2. Purchase of capital goods. Investment in new capital is a barometer of the business cycle. If firms are confident about future demand, they will purchase more capital goods.
This purchase will, in itself, help increase economic activity. In the lead-up to a recession, you would expect firms to cut back on capital purchases.
This can be illustrated through indexes, such as IHS Markit’s Purchasing Manager’s Index, or PMI,
Source: ONS NPEN
Business investment fell in Q2 2008 – just at the time real GDP starts to decline. The trough of investment was a similar time to the upturn in real GDP.
Construction sector. The construction sector is an indicator of economic activity. It tends to be one of the most volatile sectors. Falling demand for new building permits is an indicator construction sector is going into a downturn and this will forewarn a larger economic downturn.
FTSE-250. The stock market may reflect investor sentiment. Expectations of recession causing share prices to fall, especially in critical sectors construction and travel.
Bond yields. A fall in long-term bond yields can indicate markets expect a recession and future cuts in interest rates. It also shows investors want the security of government bonds rather than more risky shares. A negative yield curve is an indicator of negative expectations.
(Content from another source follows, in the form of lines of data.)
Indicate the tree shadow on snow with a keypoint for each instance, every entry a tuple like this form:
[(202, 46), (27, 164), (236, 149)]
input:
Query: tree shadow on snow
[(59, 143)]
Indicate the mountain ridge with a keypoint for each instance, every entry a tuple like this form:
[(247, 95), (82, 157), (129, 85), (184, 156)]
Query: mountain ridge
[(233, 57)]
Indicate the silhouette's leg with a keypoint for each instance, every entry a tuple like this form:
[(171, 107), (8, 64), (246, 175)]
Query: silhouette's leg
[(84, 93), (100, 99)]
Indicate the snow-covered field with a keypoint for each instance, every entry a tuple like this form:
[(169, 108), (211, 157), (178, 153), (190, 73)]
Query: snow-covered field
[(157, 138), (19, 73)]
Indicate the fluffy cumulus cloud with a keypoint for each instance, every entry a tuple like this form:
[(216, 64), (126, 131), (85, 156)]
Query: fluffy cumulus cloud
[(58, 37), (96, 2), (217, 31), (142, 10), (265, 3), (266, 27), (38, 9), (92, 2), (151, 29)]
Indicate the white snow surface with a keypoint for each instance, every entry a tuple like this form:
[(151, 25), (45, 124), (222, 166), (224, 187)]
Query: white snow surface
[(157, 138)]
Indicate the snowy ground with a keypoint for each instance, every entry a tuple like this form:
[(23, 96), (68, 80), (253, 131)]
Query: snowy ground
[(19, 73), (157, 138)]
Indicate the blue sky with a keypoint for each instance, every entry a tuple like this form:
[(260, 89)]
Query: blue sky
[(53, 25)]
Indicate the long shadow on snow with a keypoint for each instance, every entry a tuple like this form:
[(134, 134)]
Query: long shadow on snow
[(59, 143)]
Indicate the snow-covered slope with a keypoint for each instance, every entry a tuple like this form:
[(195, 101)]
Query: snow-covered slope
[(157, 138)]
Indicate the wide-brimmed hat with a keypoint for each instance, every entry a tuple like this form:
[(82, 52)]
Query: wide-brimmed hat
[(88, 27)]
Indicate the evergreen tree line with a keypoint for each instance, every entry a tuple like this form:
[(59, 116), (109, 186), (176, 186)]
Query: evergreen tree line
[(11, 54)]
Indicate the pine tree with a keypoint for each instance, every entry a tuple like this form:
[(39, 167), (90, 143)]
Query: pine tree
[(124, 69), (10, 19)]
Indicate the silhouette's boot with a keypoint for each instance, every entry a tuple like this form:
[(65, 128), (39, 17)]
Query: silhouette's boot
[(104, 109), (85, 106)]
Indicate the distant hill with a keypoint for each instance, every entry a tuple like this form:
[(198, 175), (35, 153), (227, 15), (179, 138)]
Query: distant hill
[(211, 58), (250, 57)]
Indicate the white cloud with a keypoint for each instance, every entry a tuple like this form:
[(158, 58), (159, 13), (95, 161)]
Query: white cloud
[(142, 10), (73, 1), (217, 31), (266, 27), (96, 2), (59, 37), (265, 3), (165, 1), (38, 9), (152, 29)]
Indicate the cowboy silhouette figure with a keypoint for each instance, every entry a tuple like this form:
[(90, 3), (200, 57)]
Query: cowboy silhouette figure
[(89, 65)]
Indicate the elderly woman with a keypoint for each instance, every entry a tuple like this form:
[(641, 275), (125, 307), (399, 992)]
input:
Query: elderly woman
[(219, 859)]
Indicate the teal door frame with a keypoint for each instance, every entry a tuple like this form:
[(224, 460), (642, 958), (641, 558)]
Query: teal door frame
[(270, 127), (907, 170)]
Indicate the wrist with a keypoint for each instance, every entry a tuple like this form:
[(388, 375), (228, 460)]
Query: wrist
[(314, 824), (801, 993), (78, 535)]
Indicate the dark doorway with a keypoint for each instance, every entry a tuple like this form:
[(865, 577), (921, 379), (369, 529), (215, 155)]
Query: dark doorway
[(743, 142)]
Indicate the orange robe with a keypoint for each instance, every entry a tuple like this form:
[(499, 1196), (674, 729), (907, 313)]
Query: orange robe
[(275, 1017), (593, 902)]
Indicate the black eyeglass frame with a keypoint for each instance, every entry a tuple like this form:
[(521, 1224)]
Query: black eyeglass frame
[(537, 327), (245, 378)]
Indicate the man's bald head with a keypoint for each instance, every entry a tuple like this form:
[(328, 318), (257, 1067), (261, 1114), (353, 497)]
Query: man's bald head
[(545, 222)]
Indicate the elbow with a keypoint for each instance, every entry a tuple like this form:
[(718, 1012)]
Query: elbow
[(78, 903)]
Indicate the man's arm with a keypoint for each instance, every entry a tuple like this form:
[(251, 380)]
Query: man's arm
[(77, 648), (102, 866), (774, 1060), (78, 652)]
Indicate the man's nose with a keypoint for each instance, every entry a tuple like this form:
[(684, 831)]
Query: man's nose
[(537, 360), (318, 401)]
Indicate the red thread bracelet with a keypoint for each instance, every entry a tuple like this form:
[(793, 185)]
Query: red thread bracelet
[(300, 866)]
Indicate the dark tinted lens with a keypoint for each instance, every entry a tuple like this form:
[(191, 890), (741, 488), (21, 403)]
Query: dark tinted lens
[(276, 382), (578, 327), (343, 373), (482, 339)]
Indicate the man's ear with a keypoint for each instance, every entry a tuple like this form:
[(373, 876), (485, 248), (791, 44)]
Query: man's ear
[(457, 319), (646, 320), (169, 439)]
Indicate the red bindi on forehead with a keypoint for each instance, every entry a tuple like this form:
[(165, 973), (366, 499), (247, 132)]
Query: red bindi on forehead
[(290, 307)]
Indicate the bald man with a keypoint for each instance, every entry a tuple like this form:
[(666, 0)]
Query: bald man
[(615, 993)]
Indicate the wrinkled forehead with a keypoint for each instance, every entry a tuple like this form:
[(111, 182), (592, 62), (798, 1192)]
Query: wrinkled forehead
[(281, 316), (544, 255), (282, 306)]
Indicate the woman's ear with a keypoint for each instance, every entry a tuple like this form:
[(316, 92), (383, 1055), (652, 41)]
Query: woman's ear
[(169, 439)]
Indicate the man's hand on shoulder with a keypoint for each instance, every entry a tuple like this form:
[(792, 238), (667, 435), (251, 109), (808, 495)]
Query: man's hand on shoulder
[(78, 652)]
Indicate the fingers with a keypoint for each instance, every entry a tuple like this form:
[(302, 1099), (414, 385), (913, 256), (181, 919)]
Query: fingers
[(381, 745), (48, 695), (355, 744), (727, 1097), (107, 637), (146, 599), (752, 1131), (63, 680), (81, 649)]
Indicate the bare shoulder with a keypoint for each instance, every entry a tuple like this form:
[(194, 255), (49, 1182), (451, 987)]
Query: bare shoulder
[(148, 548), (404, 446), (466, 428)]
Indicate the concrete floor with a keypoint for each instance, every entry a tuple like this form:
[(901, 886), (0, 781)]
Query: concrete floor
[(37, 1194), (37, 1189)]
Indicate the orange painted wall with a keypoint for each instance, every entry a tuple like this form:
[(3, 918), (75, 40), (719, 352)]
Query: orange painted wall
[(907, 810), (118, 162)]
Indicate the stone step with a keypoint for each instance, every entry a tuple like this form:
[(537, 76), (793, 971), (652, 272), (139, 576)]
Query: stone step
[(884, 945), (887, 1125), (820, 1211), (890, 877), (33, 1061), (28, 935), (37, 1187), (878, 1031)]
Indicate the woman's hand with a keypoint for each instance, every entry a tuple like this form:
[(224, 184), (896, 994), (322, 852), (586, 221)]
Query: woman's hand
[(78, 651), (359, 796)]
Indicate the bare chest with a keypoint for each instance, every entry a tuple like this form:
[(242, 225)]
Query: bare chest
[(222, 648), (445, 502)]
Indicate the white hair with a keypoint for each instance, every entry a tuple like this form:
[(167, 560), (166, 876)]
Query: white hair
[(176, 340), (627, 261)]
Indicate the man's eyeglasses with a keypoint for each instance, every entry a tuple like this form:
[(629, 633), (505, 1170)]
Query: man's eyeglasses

Money supply. The money supply is often considered a leading indicator. Fall in money supply and an indicator of economic activity. However, in last recession, the money supply (both broad and narrow) was a lagging indicator.
After 2008 recession, the money supply didn’t fall immediately. It took until the start of 2009 for M4 growth to decline and the second half for M0 to fall.
It can be difficult to know the exact state of the economy. Certain leading indicators can often be a good guide to future trends. In particular, levels of consumer and business confidence are often a good guide to expectations. Then we see statistics, such as the purchase of capital goods and average weekly hours worked as an indicator of where the economy may be going.
Some indicators lag behind the rest of the economy. The traditional lagging indicator is the rate of unemployment. However, in recent years, unemployment has become more responsive to economic cycle – an indication it is easier to hire and fire workers.
Also, statistics we may expect to be leading or coincident (such as money supply) can be more unpredictable in practice, with last recession, money supply growth lagging behind changes in real GDP.